Sayın Cumhurbaşkanının, “DEM Parti’ye yeni avantajlar sağlayacak bu süreç” sözüyle başlayalım. DEM Parti, çatışmasızlığı kalıcı hale getirmenin, silahların devreden çıkmasının, bir daha hiçbir şekilde silahların devreye girmemesinin ne kadar kıymetli olduğunu Türkiye’ye yıllardır anlatmaya çalışıyor. Yani Türkiye’nin demokratik bir çözüme ve barışa ihtiyacı olduğunu anlatmak istiyor. Sırf demokratik siyaset alanı genişlesin diye binlerce üyesi hapiste, sürgünde ya da toprağın altında olan bir siyasi partiden bahsediyoruz. Bu bizim tespitimiz, fakat bu süreç yalnızca DEM Partiye değil herkese avantajlar sağlamalı. Bugüne kadar, “Silahlar konuşuyor o yüzden konuşamıyoruz, o yüzden sizin yanınızda duramıyoruz, o yüzden sizinle birleşik bir mücadele yürütemiyoruz, PKK’nin uzantısı gibi lanse ediliyorsunuz” diyenlere de sesleniyoruz. Buyurun, bugün silahların konuşmadığı, demokratik siyaset alanının genişleyeceği bir Türkiye için birlikte mücadele edelim, yan yana gelelim. Omuz omuza demokratik bir Türkiye için, demokratik bir cumhuriyet için dün olduğu gibi bugün de mücadele etmeye varız. Buyurun buradayız. Hep buradaydık. Bu alanı genişletmek istiyoruz. Sözünü ettiğimiz yeni dönem yol haritamız da tam olarak bu. Siyasi partilerle ve meslek odalarıyla yaptığımız görüşmelerde, toplumun farklı kesimlerini kimsenin kendisini dışarıda hissetmeyeceği bir şekilde bu sürecin içine dahil etme arzusunu ilettik. Bunlar yalnızca bilgilendirme görüşmeleri değil. DEM Parti bu sürecin kurucu öznesi olarak bir sorumluluk almaya talip ve bunu sözde bırakmıyor, eylemiyle de ortaya koyuyor. Herkes eylemiyle birlikte ortaya koymalı bunu.
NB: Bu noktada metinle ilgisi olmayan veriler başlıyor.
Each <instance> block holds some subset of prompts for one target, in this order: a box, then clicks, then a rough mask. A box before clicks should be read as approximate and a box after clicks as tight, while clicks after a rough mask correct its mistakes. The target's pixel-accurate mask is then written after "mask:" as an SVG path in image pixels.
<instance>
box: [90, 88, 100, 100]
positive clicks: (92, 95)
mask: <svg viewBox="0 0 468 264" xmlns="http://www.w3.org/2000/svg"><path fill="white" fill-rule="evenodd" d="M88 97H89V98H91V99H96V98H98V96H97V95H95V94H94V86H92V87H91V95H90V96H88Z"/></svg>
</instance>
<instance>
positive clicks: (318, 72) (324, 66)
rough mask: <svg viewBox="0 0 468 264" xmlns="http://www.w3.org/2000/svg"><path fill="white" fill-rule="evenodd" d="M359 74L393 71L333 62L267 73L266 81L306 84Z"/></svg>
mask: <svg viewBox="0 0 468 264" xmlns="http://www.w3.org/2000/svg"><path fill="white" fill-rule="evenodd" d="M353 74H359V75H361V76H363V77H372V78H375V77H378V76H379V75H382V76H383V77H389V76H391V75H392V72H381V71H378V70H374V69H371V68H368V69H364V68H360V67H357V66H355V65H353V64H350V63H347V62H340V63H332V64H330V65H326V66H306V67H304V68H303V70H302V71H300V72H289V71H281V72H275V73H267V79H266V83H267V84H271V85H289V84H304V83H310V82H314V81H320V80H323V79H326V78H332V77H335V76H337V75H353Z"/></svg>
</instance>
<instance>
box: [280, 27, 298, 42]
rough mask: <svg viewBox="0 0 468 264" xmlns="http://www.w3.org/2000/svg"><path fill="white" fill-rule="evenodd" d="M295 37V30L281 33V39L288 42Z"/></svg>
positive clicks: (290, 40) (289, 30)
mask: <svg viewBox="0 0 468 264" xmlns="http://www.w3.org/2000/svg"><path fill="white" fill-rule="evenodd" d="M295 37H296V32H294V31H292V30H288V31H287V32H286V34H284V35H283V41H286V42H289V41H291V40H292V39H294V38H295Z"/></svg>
Silah bırakma konusunda ne gerekiyorsa yapılmalı
İkinci sorunuzun doğrudan muhatabı daha önce söylediğim gibi PKK. Örgütün kendisi ve örgütün lideri Sayın Öcalan silahların bırakılması sürecine ilişkin sorulara yanıt verebilir. DEM Parti olarak bu gelişmelere karşı nötr bir pozisyonda değiliz. Biz bir tarafı olduğumuzu söylüyoruz. Demokrasiden, barıştan, adaletten ve hukuktan yana bir tarafsak bu birtakım sorumluluk yükler, ciddiyetle yaklaşmayı gerektirir. Bu sürece de bu ciddi yaklaşımla bakıyoruz. Bununla ilgili gereken her şeyin yapılması bizim istediğimiz. Örgütün bu konudaki durumunu biz de ancak medyadan takip edebiliyoruz. Her ne kadar Türkiye’ninki dünyadaki diğer çatışma çözümlerine benzemiyorsa da Türkiye'de de bir külliyat oluştuğunu, dünya çatışma çözümleri deneyimine esin olabilecek birkaç girişiminin olduğunu çokça ifade ettik. Teknik bir mesele değil. İnsan canından, hayatın kazanmasından, demokrasiden bahsediyoruz. Bunun için ne gerekiyorsa yapılmalı. Bunun için partiler üstü bir yaklaşıma ihtiyaç var. Silahların tümden devre dışı kalması ve bu sürecin kalıcı hale gelmesi için.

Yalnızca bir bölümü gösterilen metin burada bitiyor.